The computed view, across seven US grids
So we computed the day-ahead top-bottom four-hour spread, TB4, at every priced node across seven US grids: ERCOT, CAISO, PJM, MISO, NYISO, SPP, and ISO-NE, over the trailing twelve months. Here is what stood out.
- TB4 is the spread a battery has to work with: the gap between the average of the day's four highest-priced hours and its four lowest. It is the opportunity on the table before any of it is captured. Every day-ahead arbitrage dollar starts here.
- That spread varies hugely by node. In CAISO a typical node shows around $30/MWh, while one node on the same grid, the same year, reaches $122. You cannot trade a spread that was never there, so where you sit sets the opportunity you get to chase.
- The spread is only the opportunity. Trading is what turns it into revenue, and it is the harder part. In our read of the ERCOT fleet the typical battery earned about $1.86/kW-month, while several earned more than twice that. Part of that gap is where they sit, and part is how well they traded; the leaderboard alone does not split the two.
- Both matter, in that order. Where you sit sets the spread you are handed. How you trade decides how much of it you keep.
Spread is the opportunity, trading is the rest
That is the whole story behind two batteries on one grid earning very differently. The spread shows the opportunity that was there. How much of it a battery turns into revenue is the trading on top.
How far apart do these spreads sit, grid to grid and node to node?
Each box is one grid: ERCOT, CAISO, PJM, MISO, NYISO, SPP, and ISO-NE. The spread is per-node TB4 over the trailing twelve months. The interactive node map uses the same data.
Battery storage is becoming backbone infrastructure, and the decisions around its profitability are only getting harder. The spread is the foundation under all of them, and a signal this basic should not stay locked behind the work of computing it. The raw prices are already everyone's; the computed view should be too. So we are publishing it, node by node, free for anyone, on the TB4 spread map.
Resources
- TB4 spread map: the day-ahead four-hour spread at every priced node, across seven US grids.

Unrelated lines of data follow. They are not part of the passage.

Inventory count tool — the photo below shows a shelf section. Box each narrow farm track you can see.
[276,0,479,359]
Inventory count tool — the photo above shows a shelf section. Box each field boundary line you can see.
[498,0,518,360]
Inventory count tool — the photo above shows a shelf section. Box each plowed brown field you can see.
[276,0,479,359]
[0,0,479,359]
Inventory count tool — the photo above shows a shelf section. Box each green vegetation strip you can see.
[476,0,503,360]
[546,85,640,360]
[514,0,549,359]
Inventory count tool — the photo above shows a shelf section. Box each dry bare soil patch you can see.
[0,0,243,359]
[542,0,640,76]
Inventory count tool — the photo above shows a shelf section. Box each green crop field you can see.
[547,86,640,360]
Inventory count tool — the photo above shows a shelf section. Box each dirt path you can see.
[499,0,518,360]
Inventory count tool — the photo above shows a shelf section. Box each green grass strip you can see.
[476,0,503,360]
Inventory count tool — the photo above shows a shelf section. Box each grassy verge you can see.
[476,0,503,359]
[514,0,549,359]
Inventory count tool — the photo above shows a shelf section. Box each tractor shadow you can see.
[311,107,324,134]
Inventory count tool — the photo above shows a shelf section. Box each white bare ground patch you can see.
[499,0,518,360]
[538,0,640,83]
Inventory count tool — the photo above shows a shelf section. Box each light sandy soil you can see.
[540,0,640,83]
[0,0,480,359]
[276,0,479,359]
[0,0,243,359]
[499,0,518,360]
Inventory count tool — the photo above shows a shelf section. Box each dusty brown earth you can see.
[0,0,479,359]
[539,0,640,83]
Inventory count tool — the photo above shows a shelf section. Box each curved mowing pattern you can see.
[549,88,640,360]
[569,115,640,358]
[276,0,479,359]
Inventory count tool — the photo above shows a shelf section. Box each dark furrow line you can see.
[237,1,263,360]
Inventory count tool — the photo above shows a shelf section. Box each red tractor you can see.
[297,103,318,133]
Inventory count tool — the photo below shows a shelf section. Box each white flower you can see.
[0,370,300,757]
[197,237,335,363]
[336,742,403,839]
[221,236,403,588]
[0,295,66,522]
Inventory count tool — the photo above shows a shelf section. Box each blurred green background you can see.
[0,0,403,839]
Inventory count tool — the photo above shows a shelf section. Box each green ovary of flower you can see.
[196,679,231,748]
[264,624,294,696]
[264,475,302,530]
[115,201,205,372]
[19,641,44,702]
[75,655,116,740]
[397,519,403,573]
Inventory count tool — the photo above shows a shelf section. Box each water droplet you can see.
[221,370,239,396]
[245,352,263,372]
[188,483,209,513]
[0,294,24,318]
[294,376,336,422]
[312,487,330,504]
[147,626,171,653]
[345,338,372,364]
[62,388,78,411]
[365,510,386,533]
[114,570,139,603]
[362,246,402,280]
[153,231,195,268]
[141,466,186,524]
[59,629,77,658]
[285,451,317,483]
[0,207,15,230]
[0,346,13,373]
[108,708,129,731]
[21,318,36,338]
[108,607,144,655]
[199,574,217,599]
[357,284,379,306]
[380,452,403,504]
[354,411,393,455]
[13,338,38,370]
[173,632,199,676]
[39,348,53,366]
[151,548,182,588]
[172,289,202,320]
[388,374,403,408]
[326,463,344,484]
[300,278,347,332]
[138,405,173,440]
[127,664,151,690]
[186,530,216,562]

- ERCOT BESS revenue leaderboard: every ERCOT battery ranked by merchant revenue, rebuilt from public settlement data.
- CAISO BESS revenue leaderboard: the same ranking for California, built from public FERC filings.
Common questions
What is TB4?
TB4 is the day-ahead top-bottom four-hour spread: the average price of a day's four highest-priced hours minus the average of its four lowest, at a single priced node. It is the gross arbitrage opportunity a four-hour battery has before efficiency losses and trading. We report the median across the trailing twelve months.
Why do two batteries on the same grid earn so differently?
Two reasons. First, the spread itself varies by node, so where a battery sits sets the opportunity it gets. Second, how well it trades that spread decides how much it keeps. The spread is the opportunity, the trading is the rest.
Which grids does the TB4 spread map cover?
Seven US grids: ERCOT, CAISO, PJM, MISO, NYISO, SPP, and ISO-NE, at every priced node, free on the TB4 spread map.